26 марта. В 9 вечера собралось человек 15 — 16 у Гришки — из Калининской, из нашей, из Ленинской. Был и Вил (он гораздо больше понравился мне в этот раз), и Илья Нахимов, о котором ходит слава первого ученика и в которого влюблены все девчонки. Он с апломбом порол разную чепуху, намекал, что ему — не то что всем нам — жизнь тяжело дается, и т.д. Потом я спрашивал и Галю, и Аню: почему он считается гением? Галя: «Какой он гений? Обыватель!» Аня: «Нет, он все-таки гений!» Все, что оралось в Калининской на вечере, было выорано здесь, но я предпочел просто сидеть на столе, болтать ногами и предаваться созерцанию.

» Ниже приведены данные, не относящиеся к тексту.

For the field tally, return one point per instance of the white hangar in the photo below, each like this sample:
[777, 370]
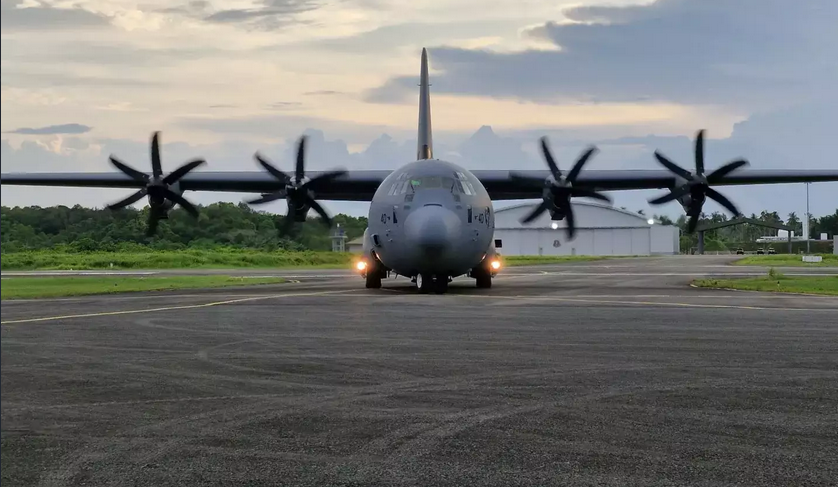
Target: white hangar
[600, 230]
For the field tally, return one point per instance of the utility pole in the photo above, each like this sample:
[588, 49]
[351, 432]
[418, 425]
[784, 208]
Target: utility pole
[808, 222]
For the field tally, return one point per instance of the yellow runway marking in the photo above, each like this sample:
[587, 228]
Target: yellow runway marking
[171, 308]
[646, 303]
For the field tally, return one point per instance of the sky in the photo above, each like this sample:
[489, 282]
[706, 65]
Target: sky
[84, 79]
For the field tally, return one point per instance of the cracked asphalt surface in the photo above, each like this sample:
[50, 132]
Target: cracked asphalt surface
[600, 373]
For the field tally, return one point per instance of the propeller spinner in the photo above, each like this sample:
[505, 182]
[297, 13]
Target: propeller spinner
[697, 186]
[299, 191]
[558, 189]
[161, 196]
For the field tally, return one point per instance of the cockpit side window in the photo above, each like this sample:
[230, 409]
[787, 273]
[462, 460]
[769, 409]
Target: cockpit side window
[466, 184]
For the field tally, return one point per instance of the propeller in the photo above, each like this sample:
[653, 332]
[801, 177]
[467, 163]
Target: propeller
[299, 191]
[161, 196]
[697, 186]
[559, 189]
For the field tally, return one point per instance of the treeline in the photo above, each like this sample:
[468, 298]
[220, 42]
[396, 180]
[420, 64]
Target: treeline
[80, 229]
[745, 236]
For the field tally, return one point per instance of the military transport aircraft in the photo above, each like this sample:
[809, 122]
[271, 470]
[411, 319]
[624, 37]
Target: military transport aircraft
[429, 220]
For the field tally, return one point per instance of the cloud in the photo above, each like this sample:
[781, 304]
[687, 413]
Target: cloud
[323, 93]
[67, 128]
[42, 18]
[689, 52]
[270, 15]
[783, 139]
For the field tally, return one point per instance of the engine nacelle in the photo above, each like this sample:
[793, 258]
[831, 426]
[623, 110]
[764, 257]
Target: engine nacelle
[557, 214]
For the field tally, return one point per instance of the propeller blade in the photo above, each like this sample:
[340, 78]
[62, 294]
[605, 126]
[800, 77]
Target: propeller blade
[288, 221]
[672, 166]
[271, 169]
[699, 152]
[178, 173]
[720, 173]
[674, 195]
[577, 168]
[692, 224]
[320, 211]
[712, 193]
[588, 193]
[129, 200]
[544, 206]
[130, 171]
[268, 198]
[571, 222]
[326, 177]
[156, 167]
[551, 163]
[152, 224]
[526, 180]
[300, 170]
[186, 205]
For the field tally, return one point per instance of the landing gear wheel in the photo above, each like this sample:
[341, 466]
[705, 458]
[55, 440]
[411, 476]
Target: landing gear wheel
[483, 278]
[373, 280]
[441, 284]
[424, 283]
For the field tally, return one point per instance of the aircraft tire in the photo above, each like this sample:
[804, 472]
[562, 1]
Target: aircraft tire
[484, 279]
[424, 283]
[373, 280]
[441, 284]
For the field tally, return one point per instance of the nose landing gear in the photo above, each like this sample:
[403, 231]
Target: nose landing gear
[427, 283]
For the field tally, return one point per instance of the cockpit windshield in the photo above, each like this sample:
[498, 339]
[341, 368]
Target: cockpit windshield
[407, 184]
[432, 182]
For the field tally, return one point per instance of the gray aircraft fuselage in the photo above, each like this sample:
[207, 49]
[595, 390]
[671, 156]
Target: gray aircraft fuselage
[430, 217]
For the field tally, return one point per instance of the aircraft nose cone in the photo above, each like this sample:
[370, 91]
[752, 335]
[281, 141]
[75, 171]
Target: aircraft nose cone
[433, 228]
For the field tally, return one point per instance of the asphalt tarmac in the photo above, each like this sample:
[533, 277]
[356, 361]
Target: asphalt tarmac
[603, 373]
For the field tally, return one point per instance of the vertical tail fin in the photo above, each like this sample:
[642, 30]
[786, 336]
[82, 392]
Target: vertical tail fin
[425, 144]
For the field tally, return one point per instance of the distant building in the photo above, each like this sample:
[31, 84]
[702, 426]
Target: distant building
[356, 245]
[600, 230]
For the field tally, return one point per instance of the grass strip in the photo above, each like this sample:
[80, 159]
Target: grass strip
[827, 285]
[51, 287]
[787, 260]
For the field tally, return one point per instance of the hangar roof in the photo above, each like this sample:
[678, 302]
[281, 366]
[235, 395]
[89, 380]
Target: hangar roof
[588, 215]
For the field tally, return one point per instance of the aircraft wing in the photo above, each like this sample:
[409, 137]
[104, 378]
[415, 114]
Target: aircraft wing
[502, 187]
[352, 186]
[361, 185]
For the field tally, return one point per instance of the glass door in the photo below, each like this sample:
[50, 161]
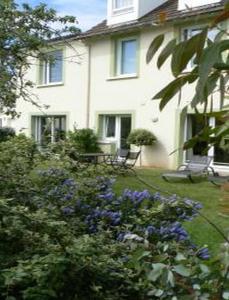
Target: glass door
[125, 129]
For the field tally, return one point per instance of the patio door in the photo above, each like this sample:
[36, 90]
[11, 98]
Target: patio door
[116, 129]
[194, 124]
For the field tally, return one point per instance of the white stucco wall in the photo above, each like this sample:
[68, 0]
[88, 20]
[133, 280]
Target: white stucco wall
[109, 94]
[69, 99]
[134, 95]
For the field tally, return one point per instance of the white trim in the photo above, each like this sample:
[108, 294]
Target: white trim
[50, 84]
[124, 76]
[119, 58]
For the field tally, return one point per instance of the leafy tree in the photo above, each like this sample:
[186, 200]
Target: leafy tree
[24, 31]
[209, 73]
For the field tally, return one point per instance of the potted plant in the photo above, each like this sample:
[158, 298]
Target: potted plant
[141, 137]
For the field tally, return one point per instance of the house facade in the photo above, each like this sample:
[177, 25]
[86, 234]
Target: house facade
[101, 80]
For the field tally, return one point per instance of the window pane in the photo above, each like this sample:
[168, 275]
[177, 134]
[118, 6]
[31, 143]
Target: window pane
[221, 153]
[122, 3]
[125, 131]
[59, 128]
[56, 66]
[195, 125]
[110, 126]
[48, 129]
[128, 57]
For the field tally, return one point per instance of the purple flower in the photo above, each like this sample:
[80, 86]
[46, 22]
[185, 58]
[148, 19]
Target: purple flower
[203, 253]
[68, 210]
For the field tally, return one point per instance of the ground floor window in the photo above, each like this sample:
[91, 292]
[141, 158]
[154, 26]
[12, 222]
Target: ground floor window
[116, 128]
[48, 129]
[194, 124]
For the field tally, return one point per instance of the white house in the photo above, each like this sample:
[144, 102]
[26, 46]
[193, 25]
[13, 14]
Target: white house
[103, 82]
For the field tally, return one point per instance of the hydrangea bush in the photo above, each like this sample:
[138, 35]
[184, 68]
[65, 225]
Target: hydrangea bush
[73, 237]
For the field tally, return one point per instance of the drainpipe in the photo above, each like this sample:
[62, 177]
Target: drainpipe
[88, 88]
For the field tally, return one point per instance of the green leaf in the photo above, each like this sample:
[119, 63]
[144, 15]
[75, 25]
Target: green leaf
[211, 56]
[180, 257]
[166, 52]
[155, 45]
[182, 270]
[204, 268]
[156, 272]
[226, 295]
[186, 50]
[172, 89]
[171, 279]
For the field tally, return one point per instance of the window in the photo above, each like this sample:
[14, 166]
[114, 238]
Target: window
[121, 4]
[48, 129]
[110, 125]
[51, 70]
[190, 32]
[195, 123]
[126, 57]
[116, 128]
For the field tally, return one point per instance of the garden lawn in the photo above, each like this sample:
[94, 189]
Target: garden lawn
[204, 192]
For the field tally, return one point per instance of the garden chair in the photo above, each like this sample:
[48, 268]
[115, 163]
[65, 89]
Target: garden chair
[198, 166]
[218, 180]
[120, 156]
[126, 164]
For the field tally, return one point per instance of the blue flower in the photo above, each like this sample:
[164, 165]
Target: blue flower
[203, 253]
[68, 210]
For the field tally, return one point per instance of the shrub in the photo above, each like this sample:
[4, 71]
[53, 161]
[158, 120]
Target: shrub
[141, 137]
[6, 133]
[85, 242]
[77, 239]
[17, 158]
[84, 140]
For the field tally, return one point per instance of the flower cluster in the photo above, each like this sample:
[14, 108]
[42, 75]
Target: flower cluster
[96, 204]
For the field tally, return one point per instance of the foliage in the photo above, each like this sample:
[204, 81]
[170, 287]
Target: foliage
[6, 133]
[209, 73]
[17, 158]
[141, 137]
[70, 237]
[24, 31]
[84, 140]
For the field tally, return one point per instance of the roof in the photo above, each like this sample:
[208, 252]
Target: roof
[169, 9]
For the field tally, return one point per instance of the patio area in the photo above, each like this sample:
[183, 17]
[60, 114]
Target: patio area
[204, 192]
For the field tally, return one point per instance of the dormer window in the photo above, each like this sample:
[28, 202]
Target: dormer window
[190, 4]
[122, 6]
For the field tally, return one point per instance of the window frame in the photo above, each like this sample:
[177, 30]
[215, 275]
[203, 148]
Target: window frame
[118, 119]
[118, 59]
[119, 10]
[44, 70]
[36, 126]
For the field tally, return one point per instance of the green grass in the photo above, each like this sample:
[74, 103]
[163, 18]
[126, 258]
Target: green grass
[205, 192]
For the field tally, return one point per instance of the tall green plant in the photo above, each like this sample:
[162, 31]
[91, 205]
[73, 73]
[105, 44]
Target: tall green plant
[209, 73]
[141, 137]
[6, 133]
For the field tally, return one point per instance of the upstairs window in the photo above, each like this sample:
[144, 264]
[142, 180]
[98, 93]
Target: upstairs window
[51, 70]
[126, 57]
[121, 4]
[190, 32]
[189, 4]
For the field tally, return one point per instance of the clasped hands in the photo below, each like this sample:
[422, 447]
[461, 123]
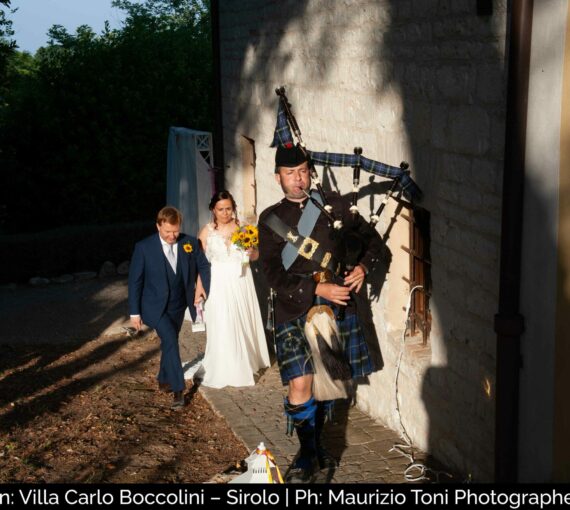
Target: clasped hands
[340, 294]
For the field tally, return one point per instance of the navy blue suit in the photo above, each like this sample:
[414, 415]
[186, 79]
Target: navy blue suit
[161, 296]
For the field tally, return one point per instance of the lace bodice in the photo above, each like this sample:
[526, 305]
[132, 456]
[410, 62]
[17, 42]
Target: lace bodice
[220, 249]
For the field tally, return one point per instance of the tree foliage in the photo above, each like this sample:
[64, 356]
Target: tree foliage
[7, 45]
[83, 133]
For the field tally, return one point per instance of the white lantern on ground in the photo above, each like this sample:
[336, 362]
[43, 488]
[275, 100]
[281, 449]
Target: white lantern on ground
[261, 468]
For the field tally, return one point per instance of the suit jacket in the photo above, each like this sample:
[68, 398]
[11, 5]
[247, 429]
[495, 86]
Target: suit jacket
[148, 278]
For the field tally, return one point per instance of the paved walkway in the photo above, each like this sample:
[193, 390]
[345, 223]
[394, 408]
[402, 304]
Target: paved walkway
[255, 414]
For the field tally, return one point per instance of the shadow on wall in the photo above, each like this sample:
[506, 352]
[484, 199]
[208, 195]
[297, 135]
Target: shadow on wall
[446, 64]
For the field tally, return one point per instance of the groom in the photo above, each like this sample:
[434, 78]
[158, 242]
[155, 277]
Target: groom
[162, 278]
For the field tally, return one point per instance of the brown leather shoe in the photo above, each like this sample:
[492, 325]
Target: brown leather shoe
[178, 401]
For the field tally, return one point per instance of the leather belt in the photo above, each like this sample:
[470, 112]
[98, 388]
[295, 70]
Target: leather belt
[306, 246]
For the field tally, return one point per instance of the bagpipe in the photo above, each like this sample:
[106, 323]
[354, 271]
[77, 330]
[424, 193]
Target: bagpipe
[332, 372]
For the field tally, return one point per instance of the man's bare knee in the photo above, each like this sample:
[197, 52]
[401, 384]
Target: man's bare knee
[300, 389]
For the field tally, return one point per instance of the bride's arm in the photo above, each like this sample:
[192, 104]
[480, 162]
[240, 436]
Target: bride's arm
[200, 293]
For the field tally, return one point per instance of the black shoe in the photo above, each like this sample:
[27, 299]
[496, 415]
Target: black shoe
[178, 401]
[326, 460]
[299, 475]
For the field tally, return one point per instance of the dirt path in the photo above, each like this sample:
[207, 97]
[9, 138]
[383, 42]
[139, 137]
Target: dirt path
[78, 396]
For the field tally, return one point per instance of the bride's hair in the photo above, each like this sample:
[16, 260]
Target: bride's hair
[223, 195]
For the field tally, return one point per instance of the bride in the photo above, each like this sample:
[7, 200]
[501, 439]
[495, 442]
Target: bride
[235, 347]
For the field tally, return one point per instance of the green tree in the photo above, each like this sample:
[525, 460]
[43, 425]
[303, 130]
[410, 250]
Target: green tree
[86, 122]
[7, 45]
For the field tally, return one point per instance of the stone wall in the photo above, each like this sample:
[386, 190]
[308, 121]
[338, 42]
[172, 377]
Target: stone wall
[421, 81]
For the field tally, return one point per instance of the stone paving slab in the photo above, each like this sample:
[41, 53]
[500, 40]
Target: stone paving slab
[255, 414]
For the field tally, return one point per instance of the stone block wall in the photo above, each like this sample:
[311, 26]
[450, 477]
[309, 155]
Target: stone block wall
[415, 80]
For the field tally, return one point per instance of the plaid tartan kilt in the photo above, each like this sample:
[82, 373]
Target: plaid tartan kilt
[294, 354]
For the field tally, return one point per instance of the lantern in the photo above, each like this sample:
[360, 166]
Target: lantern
[261, 468]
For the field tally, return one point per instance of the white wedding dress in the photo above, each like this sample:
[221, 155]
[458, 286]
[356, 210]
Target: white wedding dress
[235, 346]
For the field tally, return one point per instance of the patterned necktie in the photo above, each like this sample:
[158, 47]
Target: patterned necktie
[171, 257]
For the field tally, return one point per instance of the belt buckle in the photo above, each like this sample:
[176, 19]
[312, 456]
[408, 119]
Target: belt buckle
[308, 248]
[322, 276]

За все отдувались Шурка, нимфы и Макаров с Витковским — наша «смена», девятиклассники, тоже написавшие «тезисы» в таком духе: «Дружба — это гармония интересов, от пола не зависит, а пальто следует подавать взаимно».
Самое главное: вчера допечатали на машинке журнал. Успех иметь будет, конечно, только я не доволен: и плохо, и мало, всего 18 страниц.
Позавчера долго сидела Галя. Говорили о Низами, о политике, о «Русском вопросе» Симонова, о Хачатуряне. Потом пришли Гришка, Шурка, сидели, переписывали журнал.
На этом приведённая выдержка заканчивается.